Since Jan. 1, eight people in Johnson County have died from combination of heart disease and diabetes, according to the Tarrant County Medical Examiner.

Since November is National Diabetes Month, the National Institutes for Health is highlighting the link between diabetes and heart disease.

According to the NIH, when blood sugar is high and moving through blood vessels, the vessels and nerves that control the heart can be damaged, causing heart disease.

“We think of diabetes as having to do with elevated blood sugar levels and heart disease with elevated cholesterol levels; and that is true, but the combination of the two diseases increases the impact of both conditions”, said David Leal, program specialist for Texas A&M AgriLife Extension’s Healthy South Texas Initiative. “We feel as though they are separate diseases, but they very much go hand in hand.”

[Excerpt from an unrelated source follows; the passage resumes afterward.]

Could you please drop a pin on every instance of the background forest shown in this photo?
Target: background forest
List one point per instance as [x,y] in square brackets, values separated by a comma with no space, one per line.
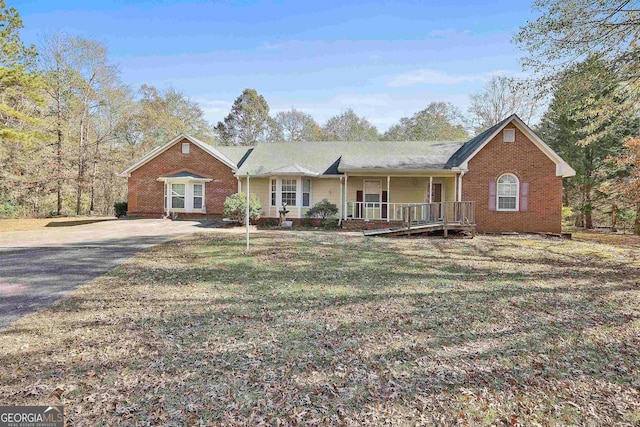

The NIH reports that people are more likely to develop heart disease and have a greater chance of heart attack or stroke with Diabetes. People with Diabetes are also more likely to have certain conditions like high blood pressure or high cholesterol that increase the chances of heart disease or stroke, which is why smoking and the use of tobacco should be stopped. 

Earlier this year, Texas Health Cleburne Cardiologist Carl Horton said when it comes to pursuing a healthy lifestyle, try incorporating heart-healthy foods into your diet.

“You want to focus on low-cholesterol intake,” he said. “For most people their biggest sources of cholesterol intake are red meat and eggs. If you are trying to do a heart-health diet, you should try to go more toward a plant-based diet.”

Horton said patients experiencing heart disease should eliminate animal fats from meat, dairy, cheese, whole milk from their diet.

“You want to eat more fruits, salads, vegetables, nuts and also less fried foods,” he said. “You want to do more grilling and baking.”

From a blood pressure standpoint, Horton said heart disease patients should also restrict salt intake.

“Most people take in way too much salt in their daily diets,” he said.

The American Heart Association offers a list of recipes that meet the criteria for heart-healthy food at heartcheckmark.org.

The NIH offers the following advice to help lower your chances of having heart disease or a stroke:

• Stop smoking or using other tobacco products.

• Manage your A1C, blood pressure and cholesterol levels.

• Develop or maintain healthy lifestyle habits — be more physically active and learn ways to manage stress.

• Take medicines as prescribed by your doctor.